Obama has always been inspired by former South African president Nelson Mandela, who similarly was a big believer in negotiation. He also wrote the foreword to Mandela’s biography titled “Conversations with Myself”. In a 2007 presidential debate, Obama sparked a firestorm when he offered to meet, without precondition, the leaders of pariah states like Cuba, North Korea and Iran. And it was at Mandela’s memorial service in December 2013, where Obama delivered an impassioned eulogy about the great leader, and also took time to shake hands with Cuban president Raul Castro. It was a significant moment, because it was the first time the two leaders had ever shaken hands publicly. And only the second time in history that a U.S. President had shaken the hand of a Cuban leader.
When analysing Mandela’s role in ending Apartheid, Robert H. Mnookin, a Harvard Law professor describes the Nobel Laureate as one of the greatest negotiators in history. In his book “Bargaining with the devil, when to negotiate, when to fight” , Mnookin says of Mandela, “He rejected the simple-minded notion that one must either negotiate with the Devil or forcibly resist. He did both. He was willing to make concessions, but not about what was most important to him. With respect to his key political principles, he was unmovable. It is most likely this principle that motivated Obama’s position on the deal. As part of the deal Iran will limit its nuclear activities in exchange for a lifting in sanctions.
On the 17th December, 2014, Cuba and the US agreed to normalise relations. These two countries have a hatred spanning over five decades, all the way back to the bad old days of the Cold War. Back then, an ideological battle of epic proportions was playing itself out between the Communist Union of Soviet Socialist Republics (USSR), and the capitalist US. The CIA’s failed attempt to invade Cuba in 1961, also known as the Bay of Pigs Invasion severed ties between the two countries.

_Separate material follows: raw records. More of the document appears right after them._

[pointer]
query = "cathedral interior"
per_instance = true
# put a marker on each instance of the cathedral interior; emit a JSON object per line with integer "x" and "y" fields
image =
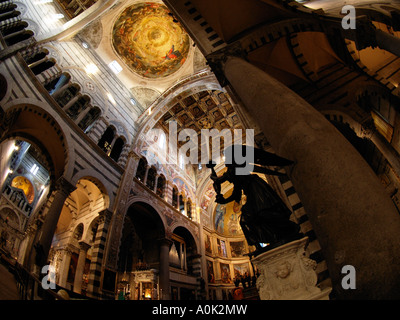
{"x": 93, "y": 93}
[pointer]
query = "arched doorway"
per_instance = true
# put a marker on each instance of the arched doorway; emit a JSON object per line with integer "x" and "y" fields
{"x": 185, "y": 261}
{"x": 142, "y": 262}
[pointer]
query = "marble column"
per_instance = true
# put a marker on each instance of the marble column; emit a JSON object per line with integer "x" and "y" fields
{"x": 165, "y": 244}
{"x": 354, "y": 219}
{"x": 99, "y": 246}
{"x": 62, "y": 190}
{"x": 65, "y": 267}
{"x": 84, "y": 247}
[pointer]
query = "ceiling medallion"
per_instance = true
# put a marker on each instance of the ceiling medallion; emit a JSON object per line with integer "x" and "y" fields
{"x": 149, "y": 41}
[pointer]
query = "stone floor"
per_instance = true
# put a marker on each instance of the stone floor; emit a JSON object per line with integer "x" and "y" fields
{"x": 8, "y": 286}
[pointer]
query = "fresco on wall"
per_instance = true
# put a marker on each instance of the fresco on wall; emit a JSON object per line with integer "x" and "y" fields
{"x": 149, "y": 41}
{"x": 207, "y": 244}
{"x": 227, "y": 217}
{"x": 241, "y": 270}
{"x": 225, "y": 273}
{"x": 237, "y": 248}
{"x": 210, "y": 272}
{"x": 25, "y": 185}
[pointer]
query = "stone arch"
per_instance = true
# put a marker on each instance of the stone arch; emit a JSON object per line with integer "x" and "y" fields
{"x": 36, "y": 126}
{"x": 100, "y": 182}
{"x": 193, "y": 238}
{"x": 143, "y": 228}
{"x": 6, "y": 212}
{"x": 187, "y": 86}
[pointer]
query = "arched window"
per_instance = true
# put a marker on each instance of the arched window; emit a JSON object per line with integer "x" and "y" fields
{"x": 141, "y": 170}
{"x": 106, "y": 140}
{"x": 160, "y": 186}
{"x": 117, "y": 149}
{"x": 175, "y": 197}
{"x": 151, "y": 178}
{"x": 78, "y": 232}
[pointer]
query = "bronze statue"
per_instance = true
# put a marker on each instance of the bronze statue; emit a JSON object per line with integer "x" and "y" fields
{"x": 265, "y": 217}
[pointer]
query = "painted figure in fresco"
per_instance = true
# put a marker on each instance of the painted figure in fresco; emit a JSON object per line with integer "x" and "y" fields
{"x": 265, "y": 217}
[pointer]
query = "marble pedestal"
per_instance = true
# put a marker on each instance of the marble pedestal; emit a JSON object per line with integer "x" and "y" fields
{"x": 287, "y": 273}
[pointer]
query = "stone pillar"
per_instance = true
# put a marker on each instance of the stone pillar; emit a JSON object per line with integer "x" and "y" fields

That was until the Obama administration took the bold step to mend relations, and drop sanctions against its neighbour.
Another Mandela moment occurred when Obama delivered a stirring eulogy for slain Reverend Clementa Pinckney who was gunned down by a racist terrorist in Charleston South Carolina last month. Nine worshipers at the historical African-American Emanuel AME church were shot and killed by right wing extremist and Apartheid admirer Dylann Roof, whose objective was to start a race war. These murders took place in an already racially charged atmosphere in the US, with ever increasing reports of police brutality against black males, and the Department of Justice’s investigations findings that police departments in at least two states frequently used excessive or deadly force. In an emotional speech Obama did the unexpected, he used religion to turn a tragic event into a message of unity and hope while acknowledging the depth of America’s race problem. He also sang a moving rendition of the hymn Amazing Grace.

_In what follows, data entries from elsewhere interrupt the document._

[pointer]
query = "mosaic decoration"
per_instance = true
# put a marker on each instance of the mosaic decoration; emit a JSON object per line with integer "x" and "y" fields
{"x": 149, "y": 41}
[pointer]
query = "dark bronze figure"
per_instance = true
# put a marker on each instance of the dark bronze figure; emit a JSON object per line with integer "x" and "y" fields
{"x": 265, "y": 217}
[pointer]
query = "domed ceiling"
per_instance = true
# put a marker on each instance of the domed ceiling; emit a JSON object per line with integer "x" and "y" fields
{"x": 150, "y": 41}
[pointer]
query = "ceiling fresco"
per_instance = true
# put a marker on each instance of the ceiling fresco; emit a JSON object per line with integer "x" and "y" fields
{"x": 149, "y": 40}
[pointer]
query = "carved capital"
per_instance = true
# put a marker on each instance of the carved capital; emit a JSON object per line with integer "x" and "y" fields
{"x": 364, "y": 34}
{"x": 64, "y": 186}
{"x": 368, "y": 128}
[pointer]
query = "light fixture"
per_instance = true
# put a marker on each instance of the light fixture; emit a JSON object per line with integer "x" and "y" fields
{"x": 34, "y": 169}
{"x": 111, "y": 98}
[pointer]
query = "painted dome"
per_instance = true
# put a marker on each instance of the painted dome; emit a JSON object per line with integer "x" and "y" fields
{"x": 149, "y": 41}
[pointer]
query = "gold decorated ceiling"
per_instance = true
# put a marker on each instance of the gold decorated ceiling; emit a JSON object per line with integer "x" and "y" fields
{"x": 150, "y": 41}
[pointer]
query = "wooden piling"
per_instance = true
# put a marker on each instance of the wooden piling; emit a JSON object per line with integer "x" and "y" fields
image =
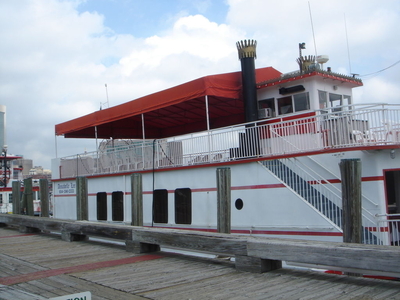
{"x": 224, "y": 200}
{"x": 82, "y": 206}
{"x": 16, "y": 196}
{"x": 137, "y": 199}
{"x": 350, "y": 170}
{"x": 28, "y": 193}
{"x": 44, "y": 197}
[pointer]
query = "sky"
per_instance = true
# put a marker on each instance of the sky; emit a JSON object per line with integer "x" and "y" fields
{"x": 57, "y": 56}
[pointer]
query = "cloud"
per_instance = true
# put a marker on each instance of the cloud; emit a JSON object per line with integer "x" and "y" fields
{"x": 56, "y": 60}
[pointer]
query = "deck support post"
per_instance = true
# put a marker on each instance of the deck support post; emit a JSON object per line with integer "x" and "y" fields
{"x": 28, "y": 193}
{"x": 82, "y": 205}
{"x": 73, "y": 237}
{"x": 44, "y": 197}
{"x": 224, "y": 200}
{"x": 16, "y": 194}
{"x": 350, "y": 170}
{"x": 137, "y": 199}
{"x": 255, "y": 264}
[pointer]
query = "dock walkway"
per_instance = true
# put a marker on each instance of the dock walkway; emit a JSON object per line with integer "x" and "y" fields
{"x": 45, "y": 266}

Mandela faced a similar situation in April 1993 when popular South African Communist Party leader Chris Hani was assassinated at his home. He too was murdered by right wing terrorists, Janusz Walusz and Clive Derby Lewis, whose motive was similar to Roof’s. The act took place at a terrible time in South Africa when violence in the townships was at its worst, amid simmering tensions and mistrust between the negotiating teams of the liberation movement and the National Party government. Mandela called for peace and a re-commitment to negotiations and elections by all South Africans , at a time when there was a real possibility of civil war. It was a seminal moment, widely recognised today as having changed the course of South Africa’s history.

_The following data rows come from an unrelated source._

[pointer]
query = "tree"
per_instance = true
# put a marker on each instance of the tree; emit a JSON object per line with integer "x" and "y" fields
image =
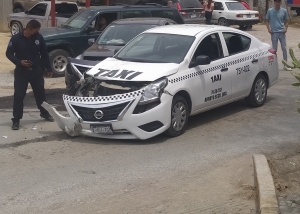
{"x": 296, "y": 64}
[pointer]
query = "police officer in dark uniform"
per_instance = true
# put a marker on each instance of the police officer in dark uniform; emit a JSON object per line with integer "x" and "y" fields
{"x": 27, "y": 50}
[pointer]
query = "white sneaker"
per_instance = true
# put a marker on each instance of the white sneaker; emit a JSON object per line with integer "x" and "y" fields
{"x": 287, "y": 68}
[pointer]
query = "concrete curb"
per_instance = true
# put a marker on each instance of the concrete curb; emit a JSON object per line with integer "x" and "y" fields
{"x": 267, "y": 199}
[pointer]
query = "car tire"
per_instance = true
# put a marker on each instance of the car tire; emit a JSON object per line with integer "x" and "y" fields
{"x": 223, "y": 22}
{"x": 16, "y": 27}
{"x": 18, "y": 10}
{"x": 59, "y": 62}
{"x": 179, "y": 113}
{"x": 258, "y": 94}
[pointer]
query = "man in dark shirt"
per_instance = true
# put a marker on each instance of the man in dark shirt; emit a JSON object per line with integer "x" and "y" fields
{"x": 27, "y": 50}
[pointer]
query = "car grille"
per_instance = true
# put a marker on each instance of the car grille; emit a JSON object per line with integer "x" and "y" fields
{"x": 82, "y": 69}
{"x": 109, "y": 112}
{"x": 94, "y": 58}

Barack Obama has just over a year left in his final presidential term. It might be too early to say whether these recent events will do enough to counter some of the criticism of his administration. The drone wars and the thousands of innocent civilian deaths are certainly a blemish on his achievements, as is his failure to close the infamous Guantanamo Bay prison, which, by his own admission, he would have closed on his first day as president. But it does seem that with these latest incidents, he may have sealed his place in history’s pantheon of great leaders.